Laïque et révolutionnaire alors qu'elle venait d'un milieu traditionaliste. Indomptable, indomptée.
On doit cet essai à mi-chemin entre littérature et enquête journalistique à Justine Augier, écrivaine de 40 ans, qui a travaillé pour l'ONU en Afghanistan, puis a vécu en Palestine, au Liban, et aux Etats-Unis.
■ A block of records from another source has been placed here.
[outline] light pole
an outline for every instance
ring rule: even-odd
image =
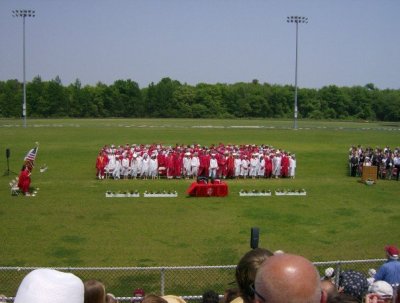
[[[35,11],[31,9],[16,9],[12,11],[13,17],[22,17],[22,65],[23,65],[23,100],[22,100],[22,116],[24,117],[24,127],[26,127],[26,73],[25,73],[25,18],[35,17]]]
[[[288,23],[296,23],[296,68],[294,75],[294,129],[297,129],[297,58],[299,44],[299,23],[308,23],[307,17],[289,16],[286,20]]]

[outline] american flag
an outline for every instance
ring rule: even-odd
[[[26,154],[24,161],[35,161],[36,155],[37,155],[37,146],[32,148],[28,153]]]

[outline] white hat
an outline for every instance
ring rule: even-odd
[[[371,278],[373,278],[373,277],[375,276],[375,274],[376,274],[375,268],[370,268],[370,269],[368,269],[368,275],[369,275]]]
[[[83,303],[84,286],[72,273],[40,268],[22,280],[15,303]]]
[[[325,269],[325,277],[331,278],[333,277],[335,270],[332,267],[328,267]]]
[[[380,296],[393,296],[393,287],[386,281],[375,281],[368,288],[368,292]]]

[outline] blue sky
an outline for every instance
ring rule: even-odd
[[[258,79],[294,84],[299,26],[299,87],[374,83],[400,89],[399,0],[0,0],[0,80],[57,75],[64,85],[140,87],[170,77],[182,83]]]

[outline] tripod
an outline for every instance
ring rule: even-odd
[[[6,158],[7,158],[7,169],[4,172],[3,176],[9,176],[10,173],[14,174],[14,175],[18,175],[16,172],[13,172],[12,170],[10,170],[10,155],[11,155],[11,151],[9,148],[6,149]]]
C'est une enquête bouleversante, où l'auteur s'interroge aussi sur les ressorts de sa propre fascination et les difficultés de saisir une personnalité complexe et secrète en dépit de son caractère de femme publique engagée, sur l'action de l'avocate militante Razan Zaitouneh, une jeune femme qui a documenté l'horreur du régime de Bachar-al-Assad et les crimes contre l'humanité commis contre les prisonniers du régime, tortures et sévices en tout genre.
Razan Zaitouneh était une amie de Riad-al-Turk, dirigeant communiste syrien, opposant au régime fasciste des Assad, prisonnier politique d'Hafez al-Assad pendant 18 ans, et de Yassin al-Haj Saleh, un autre intellectuel communiste enfermé pendant des années par Hafez al-Assad et qui a pris le parti de la révolution syrienne, sa femme Samira al-Khalil ayant elle aussi disparue tragiquement, enlevée par les islamistes.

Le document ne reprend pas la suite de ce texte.